When Life Feels Like A Wilderness

Sometimes life feels like a wilderness, wild and waste and inhospitable. Sometimes I feel like I’m going in circles, recognizing my own sorrows as ruefully familiar landmarks in an otherwise pathless desert. This painful issue – haven’t I been here before? This broken relationship – why are its jagged edges slicing into me again? This dysfunctional work situation – haven’t I spent forever struggling with these colleagues and their ill will? Why can’t I seem to get out of this place?

In my people’s mythic story, the children of Israel wander in the wilderness for forty years. Forty, in the rabbinic imagination, doesn’t merely mean a specific number of years. Forty represents wholeness and fruition: the number of weeks (or so thought the ancients) between conception and birth, the number of days between planting and harvest. Forty is a symbolic lifetime.

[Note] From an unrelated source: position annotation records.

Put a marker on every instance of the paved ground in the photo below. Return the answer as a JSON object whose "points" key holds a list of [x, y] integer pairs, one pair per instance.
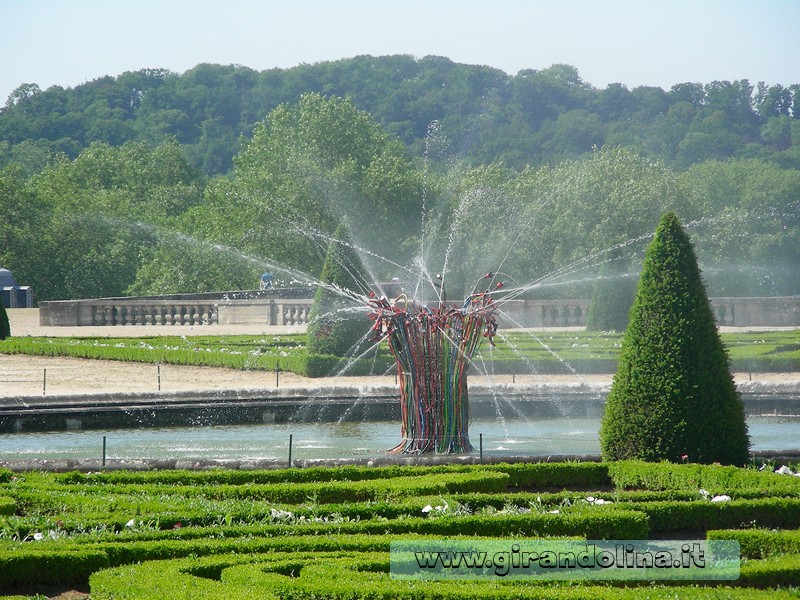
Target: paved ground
{"points": [[27, 375]]}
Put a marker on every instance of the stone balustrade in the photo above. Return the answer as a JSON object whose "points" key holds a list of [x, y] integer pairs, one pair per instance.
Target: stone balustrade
{"points": [[292, 307]]}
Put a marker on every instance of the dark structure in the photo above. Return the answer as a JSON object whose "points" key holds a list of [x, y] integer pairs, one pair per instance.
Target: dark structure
{"points": [[12, 294]]}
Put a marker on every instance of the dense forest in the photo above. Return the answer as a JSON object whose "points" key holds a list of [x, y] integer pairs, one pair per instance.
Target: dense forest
{"points": [[533, 118], [156, 182]]}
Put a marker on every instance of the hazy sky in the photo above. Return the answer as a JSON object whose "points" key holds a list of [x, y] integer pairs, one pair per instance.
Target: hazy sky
{"points": [[634, 42]]}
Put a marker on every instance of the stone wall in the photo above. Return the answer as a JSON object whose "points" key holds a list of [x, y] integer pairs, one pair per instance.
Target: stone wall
{"points": [[292, 307]]}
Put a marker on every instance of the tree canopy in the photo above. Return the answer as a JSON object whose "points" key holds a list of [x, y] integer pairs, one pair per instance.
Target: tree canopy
{"points": [[532, 118]]}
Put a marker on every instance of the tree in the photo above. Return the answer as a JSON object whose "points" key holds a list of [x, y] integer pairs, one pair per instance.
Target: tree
{"points": [[612, 295], [309, 169], [336, 326], [673, 396]]}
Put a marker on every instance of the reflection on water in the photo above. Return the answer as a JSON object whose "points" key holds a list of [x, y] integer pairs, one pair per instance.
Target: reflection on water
{"points": [[338, 440]]}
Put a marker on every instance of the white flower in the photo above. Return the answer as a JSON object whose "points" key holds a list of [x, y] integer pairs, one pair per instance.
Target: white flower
{"points": [[280, 514]]}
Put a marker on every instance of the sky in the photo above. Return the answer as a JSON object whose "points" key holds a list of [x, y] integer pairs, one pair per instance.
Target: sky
{"points": [[633, 42]]}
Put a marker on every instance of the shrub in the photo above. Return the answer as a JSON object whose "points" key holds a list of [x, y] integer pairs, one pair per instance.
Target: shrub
{"points": [[673, 395]]}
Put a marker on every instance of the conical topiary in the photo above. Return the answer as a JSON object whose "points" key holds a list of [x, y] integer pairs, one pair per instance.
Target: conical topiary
{"points": [[673, 396], [337, 322]]}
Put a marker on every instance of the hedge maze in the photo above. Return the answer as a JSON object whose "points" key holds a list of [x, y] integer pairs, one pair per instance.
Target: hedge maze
{"points": [[326, 532]]}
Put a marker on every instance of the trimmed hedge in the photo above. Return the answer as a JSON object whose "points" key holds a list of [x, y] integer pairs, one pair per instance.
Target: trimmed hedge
{"points": [[703, 515], [342, 575], [40, 566], [231, 516], [760, 543], [716, 479], [7, 506]]}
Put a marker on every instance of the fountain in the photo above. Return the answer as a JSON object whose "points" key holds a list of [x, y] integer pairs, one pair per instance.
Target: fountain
{"points": [[432, 349]]}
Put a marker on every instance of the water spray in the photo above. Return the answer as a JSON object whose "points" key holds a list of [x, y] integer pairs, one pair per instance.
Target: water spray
{"points": [[432, 348]]}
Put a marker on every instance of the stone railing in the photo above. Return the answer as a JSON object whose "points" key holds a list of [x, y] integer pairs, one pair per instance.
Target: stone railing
{"points": [[134, 312], [292, 307], [545, 313], [777, 311], [238, 308]]}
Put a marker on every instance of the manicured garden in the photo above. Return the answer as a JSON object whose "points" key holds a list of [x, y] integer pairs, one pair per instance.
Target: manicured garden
{"points": [[516, 352], [325, 532]]}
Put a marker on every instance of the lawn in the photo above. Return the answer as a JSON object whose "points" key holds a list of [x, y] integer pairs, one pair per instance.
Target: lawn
{"points": [[515, 352]]}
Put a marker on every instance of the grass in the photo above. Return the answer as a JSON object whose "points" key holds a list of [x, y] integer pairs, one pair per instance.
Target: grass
{"points": [[543, 352]]}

If you’ve looked at a map of the Middle East and seen the proximity of Egypt (where the children of Israel were enslaved) to the Promised Land (into which they cross at the end of the book of Deuteronomy), you may have wondered how on earth it took them forty years to get from one to the other. The two places just aren’t that far apart, so what gives? Torah offers its own internal explanation: God caused us to take the “long way” through the wilderness. Evidently we could have found our way through the desert quickly, but God made sure that we wandered slowly. Why? In order to gain knowledge of what is in our hearts.

At first blush this is an oddly dissatisfying answer. Why would the Creator of All slow us down in order to discern what’s in our hearts? Surely to God, what’s in our hearts is already known? But I find that the verse changes radically if we read into its ambiguity. Try reading the verse a different way: God made sure that we wandered slowly in order that we – we, not God – could gain knowledge of what is in our hearts.

We move slowly and circuitously through the wilderness of life because that’s how we discern what we feel and who we are. If we took the short cut from point A to point B, we wouldn’t have time to meander, and it’s in the meandering that we learn about ourselves.

Yes, life takes us in circles, and that’s precisely the point. As Rabbi Alan Lew teaches in his masterful book This Is Real And You Are Completely Unprepared, we bring ourselves time and again to the same mistakes and challenges. Herodotus may have said that one can never step in the same river twice, but Jewish tradition teaches otherwise: we step in the same river again, and again, and again. Every time we bring ourselves back to that river, we have the opportunity to choose how we cross it, and to learn something about ourselves along the way.

In the very next verse after pointing out that God caused us to take the long way through the desert, Torah reminds us that in the wilderness we knew both hunger and the deepest of satisfaction. God gave us the hardship of hunger, but also the miracle of manna, food that arose from nowhere.

Sometimes life feels like a wilderness. And sometimes all I can feel is my own aching hunger. Not hunger for food, because I’m fortunate enough to have enough to eat — but hunger for hope, and for love, and for justice. I ache for things to be better than they are. I ache for injustice to end. I ache for a future I don’t know how to reach. I ache because it feels like I’ve been here before and sometimes I despair of ever finding my way out of these shifting sands.

When life feels like a wilderness, I need to slow myself down and remember that what matters most isn’t reaching my destination (whatever I think that may be), but trying along the journey to refine my compassion and my gratitude and my ability to hope. And I need to notice the manna around me: the sustenance I find in my friendships, the gift of being able to see the darkening clouds splashed across the evening sky, the music of a beloved’s voice lifting me for a moment out of myself. Even in the wilderness, I have some of what I most need, if I can only open my eyes.